Başka hastalıklar da yol açıyor
Bahsedilen iki küme romatizmal hastalıklar dışında kalan kimi hastalıkların da kaslar üzerinde olumsuz tesirler oluşturabildiğini belirten Dr. Arıca, bunlara örnek olarak Tip 1 diyabet, tiroit hastalıkları, enfeksiyonlar, birtakım kanser tipleri, karaciğer yağlanması ve KOAH’ı vererek, bu hastalıkların bedenin gücünü tüketip kasların daha kolay yorulmasına ve güçsüzleşmesine neden olduğunu tabir etti.
Önce ayırıcı teşhis konuyor
“Ayırıcı teşhis yapıldıktan sonra hastaya özel bir tedavi planlanır” diyen Arıca, şöyle devam etti:
“Romatizmal hastalıklarda birinci adım olarak ilaçlar yardımıyla olay önlenir. Bu hastalıklar kaslara kalıcı hasar verdiği için kalan yapıları fizik tedavi ve rehabilitasyon ile eski kuvvetine getirmeye çalışmak gerekir.
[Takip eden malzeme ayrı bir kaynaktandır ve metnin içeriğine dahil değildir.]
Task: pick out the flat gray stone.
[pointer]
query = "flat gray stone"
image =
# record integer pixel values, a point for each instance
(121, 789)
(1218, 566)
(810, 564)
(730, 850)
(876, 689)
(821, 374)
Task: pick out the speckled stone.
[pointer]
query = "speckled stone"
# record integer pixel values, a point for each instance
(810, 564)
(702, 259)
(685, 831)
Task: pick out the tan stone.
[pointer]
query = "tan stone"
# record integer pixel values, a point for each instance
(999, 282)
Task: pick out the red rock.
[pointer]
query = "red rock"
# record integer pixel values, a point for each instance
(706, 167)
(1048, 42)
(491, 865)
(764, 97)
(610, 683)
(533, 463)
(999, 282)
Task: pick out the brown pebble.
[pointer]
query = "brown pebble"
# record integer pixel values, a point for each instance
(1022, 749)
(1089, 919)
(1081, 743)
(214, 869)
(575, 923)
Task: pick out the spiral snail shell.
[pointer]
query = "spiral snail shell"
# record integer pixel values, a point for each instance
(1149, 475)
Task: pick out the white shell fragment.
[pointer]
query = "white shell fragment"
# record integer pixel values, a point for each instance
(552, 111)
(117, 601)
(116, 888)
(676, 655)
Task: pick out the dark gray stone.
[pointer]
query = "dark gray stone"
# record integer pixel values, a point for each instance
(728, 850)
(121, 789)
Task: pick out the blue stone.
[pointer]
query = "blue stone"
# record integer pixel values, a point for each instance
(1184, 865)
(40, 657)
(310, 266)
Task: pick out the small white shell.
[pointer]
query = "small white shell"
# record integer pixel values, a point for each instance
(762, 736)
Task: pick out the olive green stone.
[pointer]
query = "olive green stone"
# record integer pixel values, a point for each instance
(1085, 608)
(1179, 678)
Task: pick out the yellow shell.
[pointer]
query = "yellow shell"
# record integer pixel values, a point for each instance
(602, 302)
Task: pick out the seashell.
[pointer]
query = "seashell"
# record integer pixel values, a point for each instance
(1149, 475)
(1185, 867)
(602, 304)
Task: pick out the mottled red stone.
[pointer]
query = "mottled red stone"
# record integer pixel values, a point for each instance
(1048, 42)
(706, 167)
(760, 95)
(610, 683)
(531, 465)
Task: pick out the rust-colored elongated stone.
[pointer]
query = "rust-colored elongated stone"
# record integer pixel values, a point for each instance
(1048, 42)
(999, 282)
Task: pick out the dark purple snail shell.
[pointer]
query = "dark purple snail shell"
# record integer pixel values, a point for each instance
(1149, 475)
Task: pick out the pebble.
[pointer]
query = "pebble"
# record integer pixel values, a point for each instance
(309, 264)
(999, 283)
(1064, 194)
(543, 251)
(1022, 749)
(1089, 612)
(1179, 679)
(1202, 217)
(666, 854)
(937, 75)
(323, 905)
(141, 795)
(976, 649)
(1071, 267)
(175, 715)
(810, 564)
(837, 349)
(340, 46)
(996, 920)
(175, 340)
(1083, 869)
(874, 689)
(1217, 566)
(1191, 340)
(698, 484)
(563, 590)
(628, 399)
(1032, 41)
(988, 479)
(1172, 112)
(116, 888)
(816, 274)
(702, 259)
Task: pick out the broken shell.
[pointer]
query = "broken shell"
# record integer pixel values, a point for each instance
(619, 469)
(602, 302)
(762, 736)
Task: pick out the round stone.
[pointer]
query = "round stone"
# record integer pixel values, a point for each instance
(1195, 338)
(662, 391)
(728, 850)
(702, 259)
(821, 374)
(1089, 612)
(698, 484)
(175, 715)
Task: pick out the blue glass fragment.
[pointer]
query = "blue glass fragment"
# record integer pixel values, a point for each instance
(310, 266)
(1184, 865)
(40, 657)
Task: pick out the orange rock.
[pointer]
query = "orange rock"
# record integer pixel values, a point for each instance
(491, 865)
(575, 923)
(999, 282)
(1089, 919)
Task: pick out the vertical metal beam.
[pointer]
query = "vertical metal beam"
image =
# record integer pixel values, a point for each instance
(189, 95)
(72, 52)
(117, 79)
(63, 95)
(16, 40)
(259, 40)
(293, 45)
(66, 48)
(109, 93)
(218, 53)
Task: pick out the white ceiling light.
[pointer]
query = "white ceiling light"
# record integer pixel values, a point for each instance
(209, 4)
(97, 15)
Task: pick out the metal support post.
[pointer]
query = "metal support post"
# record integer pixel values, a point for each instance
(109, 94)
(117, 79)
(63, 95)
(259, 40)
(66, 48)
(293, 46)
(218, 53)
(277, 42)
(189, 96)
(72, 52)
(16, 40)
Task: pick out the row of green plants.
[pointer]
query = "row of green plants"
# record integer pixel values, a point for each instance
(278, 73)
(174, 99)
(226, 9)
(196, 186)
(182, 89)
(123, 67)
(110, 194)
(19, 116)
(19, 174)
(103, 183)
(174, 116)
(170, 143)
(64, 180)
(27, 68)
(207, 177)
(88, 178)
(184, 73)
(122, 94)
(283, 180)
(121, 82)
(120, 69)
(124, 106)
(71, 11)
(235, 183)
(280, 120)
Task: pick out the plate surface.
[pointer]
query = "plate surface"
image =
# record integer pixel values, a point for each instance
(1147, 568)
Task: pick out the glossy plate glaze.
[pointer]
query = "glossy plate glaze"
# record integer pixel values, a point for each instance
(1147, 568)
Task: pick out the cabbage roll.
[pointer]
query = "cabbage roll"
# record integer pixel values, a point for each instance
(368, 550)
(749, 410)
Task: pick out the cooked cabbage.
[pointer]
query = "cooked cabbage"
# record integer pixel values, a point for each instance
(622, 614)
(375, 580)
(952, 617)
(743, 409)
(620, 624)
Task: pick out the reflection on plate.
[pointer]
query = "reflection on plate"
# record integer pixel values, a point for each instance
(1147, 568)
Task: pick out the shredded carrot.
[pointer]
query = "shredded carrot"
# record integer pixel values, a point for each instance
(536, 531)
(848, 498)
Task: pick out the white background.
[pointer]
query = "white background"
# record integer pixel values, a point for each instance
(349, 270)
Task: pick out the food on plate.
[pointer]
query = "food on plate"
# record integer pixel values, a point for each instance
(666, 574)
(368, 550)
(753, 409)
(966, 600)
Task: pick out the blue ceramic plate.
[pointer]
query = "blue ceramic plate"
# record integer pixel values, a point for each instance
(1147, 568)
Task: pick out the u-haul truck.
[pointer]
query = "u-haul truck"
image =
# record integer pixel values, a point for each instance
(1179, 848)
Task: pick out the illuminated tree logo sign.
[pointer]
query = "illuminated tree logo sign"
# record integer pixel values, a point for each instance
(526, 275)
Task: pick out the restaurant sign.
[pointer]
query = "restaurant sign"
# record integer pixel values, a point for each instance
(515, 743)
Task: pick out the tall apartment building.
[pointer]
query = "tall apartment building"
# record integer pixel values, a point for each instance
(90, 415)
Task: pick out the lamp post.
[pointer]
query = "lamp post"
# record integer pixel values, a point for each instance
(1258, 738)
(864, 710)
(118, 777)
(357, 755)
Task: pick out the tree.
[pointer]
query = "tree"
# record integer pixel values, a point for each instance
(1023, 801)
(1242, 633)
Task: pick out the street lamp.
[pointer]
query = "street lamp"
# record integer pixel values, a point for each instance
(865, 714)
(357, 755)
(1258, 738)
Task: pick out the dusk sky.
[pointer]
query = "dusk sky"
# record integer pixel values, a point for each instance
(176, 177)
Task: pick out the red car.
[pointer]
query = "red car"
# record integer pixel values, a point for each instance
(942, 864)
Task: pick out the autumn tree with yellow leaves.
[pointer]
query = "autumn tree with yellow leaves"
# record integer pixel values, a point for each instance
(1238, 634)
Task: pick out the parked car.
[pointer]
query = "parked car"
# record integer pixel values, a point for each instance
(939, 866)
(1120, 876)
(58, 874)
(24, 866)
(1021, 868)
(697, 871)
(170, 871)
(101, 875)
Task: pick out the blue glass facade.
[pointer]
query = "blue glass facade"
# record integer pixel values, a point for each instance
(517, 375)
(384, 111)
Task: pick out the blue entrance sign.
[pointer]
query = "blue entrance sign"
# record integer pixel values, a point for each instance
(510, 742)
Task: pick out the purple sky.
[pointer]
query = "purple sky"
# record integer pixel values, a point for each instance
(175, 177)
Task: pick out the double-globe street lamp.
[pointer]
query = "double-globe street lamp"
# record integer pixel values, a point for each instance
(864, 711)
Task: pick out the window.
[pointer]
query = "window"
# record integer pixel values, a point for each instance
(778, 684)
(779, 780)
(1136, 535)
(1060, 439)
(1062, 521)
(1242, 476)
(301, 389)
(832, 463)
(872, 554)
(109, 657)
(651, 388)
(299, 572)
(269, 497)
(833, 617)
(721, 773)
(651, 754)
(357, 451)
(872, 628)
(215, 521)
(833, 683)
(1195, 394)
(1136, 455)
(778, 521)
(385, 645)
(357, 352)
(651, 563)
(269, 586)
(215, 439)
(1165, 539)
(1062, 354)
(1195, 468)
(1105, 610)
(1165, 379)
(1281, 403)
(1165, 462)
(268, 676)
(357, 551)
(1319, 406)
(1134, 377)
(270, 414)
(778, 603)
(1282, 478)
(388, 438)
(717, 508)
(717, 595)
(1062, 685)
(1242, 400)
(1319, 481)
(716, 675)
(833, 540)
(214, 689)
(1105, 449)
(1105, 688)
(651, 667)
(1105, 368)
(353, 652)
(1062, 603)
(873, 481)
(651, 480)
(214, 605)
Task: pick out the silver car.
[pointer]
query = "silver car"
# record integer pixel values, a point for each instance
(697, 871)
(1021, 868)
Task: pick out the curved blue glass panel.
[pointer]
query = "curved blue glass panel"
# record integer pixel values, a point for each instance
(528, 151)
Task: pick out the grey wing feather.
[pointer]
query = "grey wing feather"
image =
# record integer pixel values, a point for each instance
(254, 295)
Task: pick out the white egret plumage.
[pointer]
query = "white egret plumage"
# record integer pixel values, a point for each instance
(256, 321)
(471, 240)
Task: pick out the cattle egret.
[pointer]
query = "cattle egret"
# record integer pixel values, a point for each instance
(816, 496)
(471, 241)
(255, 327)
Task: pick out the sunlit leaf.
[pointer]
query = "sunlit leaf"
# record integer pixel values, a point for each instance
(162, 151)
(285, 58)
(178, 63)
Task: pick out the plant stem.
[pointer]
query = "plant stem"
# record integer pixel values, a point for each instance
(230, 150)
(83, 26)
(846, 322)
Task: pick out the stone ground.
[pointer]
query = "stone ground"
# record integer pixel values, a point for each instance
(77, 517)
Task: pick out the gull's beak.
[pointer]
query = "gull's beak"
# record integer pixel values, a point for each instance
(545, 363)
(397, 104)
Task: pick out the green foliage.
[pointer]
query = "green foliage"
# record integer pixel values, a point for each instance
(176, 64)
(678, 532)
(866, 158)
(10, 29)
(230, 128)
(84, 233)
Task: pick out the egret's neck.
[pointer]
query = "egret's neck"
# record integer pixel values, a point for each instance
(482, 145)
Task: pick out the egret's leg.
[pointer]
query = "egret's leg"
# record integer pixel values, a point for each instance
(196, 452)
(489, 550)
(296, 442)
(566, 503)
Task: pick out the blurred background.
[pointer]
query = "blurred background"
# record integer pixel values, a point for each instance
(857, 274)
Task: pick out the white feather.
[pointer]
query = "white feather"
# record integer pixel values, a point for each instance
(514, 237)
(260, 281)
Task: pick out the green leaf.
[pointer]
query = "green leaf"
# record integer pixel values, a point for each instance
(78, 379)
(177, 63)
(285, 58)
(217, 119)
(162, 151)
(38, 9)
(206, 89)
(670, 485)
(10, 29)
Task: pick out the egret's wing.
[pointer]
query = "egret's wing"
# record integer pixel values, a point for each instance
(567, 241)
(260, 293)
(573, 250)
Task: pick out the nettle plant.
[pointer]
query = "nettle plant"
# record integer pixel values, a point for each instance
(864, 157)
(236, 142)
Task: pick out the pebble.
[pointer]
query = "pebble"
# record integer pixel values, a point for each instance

Bölgesel kas ağrılarında ise ağrının başlangıç vakti ve rastgele bir travma ile bağı olup olmadığına bakılır.
“Yapılabilecek tek şey egzersiz”
Travmalar, kasa darbe almak yahut düşme üzere büyük bir travma olabileceği üzere mikro travma olarak tanımlanan, tekrarlayan küçük hareketlerin birikimi ile oluşan ünite travmaları da olabilir. Bu türlü bir durumda öncelikle istirahat ve soğuk uygulama önerilir ve hasta takip edilebilir. 3-4 gün içinde ağrıda azalma olmadığı taktirde ileri tedaviler için uygun fizik tedavi ve rehabilitasyon programı hazırlanır. Hayat biçiminden kaynaklanan romatizmalarda ise yapılabilecek tek şey antrenmandır.”